Create a Character Expression Matrix
An expression matrix is a 2D grid: emotion (happy, sad, angry, surprised, disgusted, fearful) on one axis, intensity (slight, moderate, extreme) on the other. The output is a 6×3 or 4×3 cell sheet that animators, VTuber riggers, and game UI designers use as expression source material. Unlike a flat expression sheet, the matrix forces you to commit to gradations — "slightly angry" must read different from "furious" while still being the same character. Answer: Use the head-and-shoulders crop of your character at front three-quarter, lock the seed, and run one prompt per cell with explicit emotion + intensity tokens ("slightly happy" vs "joyful" vs "ecstatic"). Reference strength 0.8 holds identity while letting the face deform. Most pipelines use Ekman's six basic emotions × three intensities = 18 cells.
- 01
Choose your axes
Standard is Ekman six (happy, sad, angry, surprised, disgust, fear) by three intensities. For VTuber rigs use four emotions by three intensities to match common rig blendshapes.
- 02
Crop your reference to head-and-shoulders
Tight crops give the model more pixels to work with on face features.

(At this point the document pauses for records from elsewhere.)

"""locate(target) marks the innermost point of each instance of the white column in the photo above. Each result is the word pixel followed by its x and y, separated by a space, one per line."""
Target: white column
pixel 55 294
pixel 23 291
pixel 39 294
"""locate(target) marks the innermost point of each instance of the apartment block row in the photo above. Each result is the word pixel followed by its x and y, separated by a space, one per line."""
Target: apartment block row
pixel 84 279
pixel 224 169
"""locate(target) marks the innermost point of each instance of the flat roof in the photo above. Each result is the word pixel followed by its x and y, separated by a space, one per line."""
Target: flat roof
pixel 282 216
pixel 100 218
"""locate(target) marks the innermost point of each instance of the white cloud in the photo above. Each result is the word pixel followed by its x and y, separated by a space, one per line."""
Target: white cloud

Front three-quarter is the most expressive angle and translates cleanly to rig source.
- 03
Build the prompt template
Same prompt skeleton for every cell, only the emotion + intensity tokens change. "slightly angry" / "moderately angry" / "furious" — concrete adjectives, not 1–10 scales.
- 04
Generate one cell at a time
Lock the seed, reference strength 0.8, generate one cell, save with a clear filename (emotion_intensity.png). Batching loses control over which cell drifts.
- 05
Audit for gradient
Place each row side by side. Slight → moderate → extreme should read as a clean ramp, not three random snapshots. If moderate looks closer to slight, regenerate moderate with stronger intensity language.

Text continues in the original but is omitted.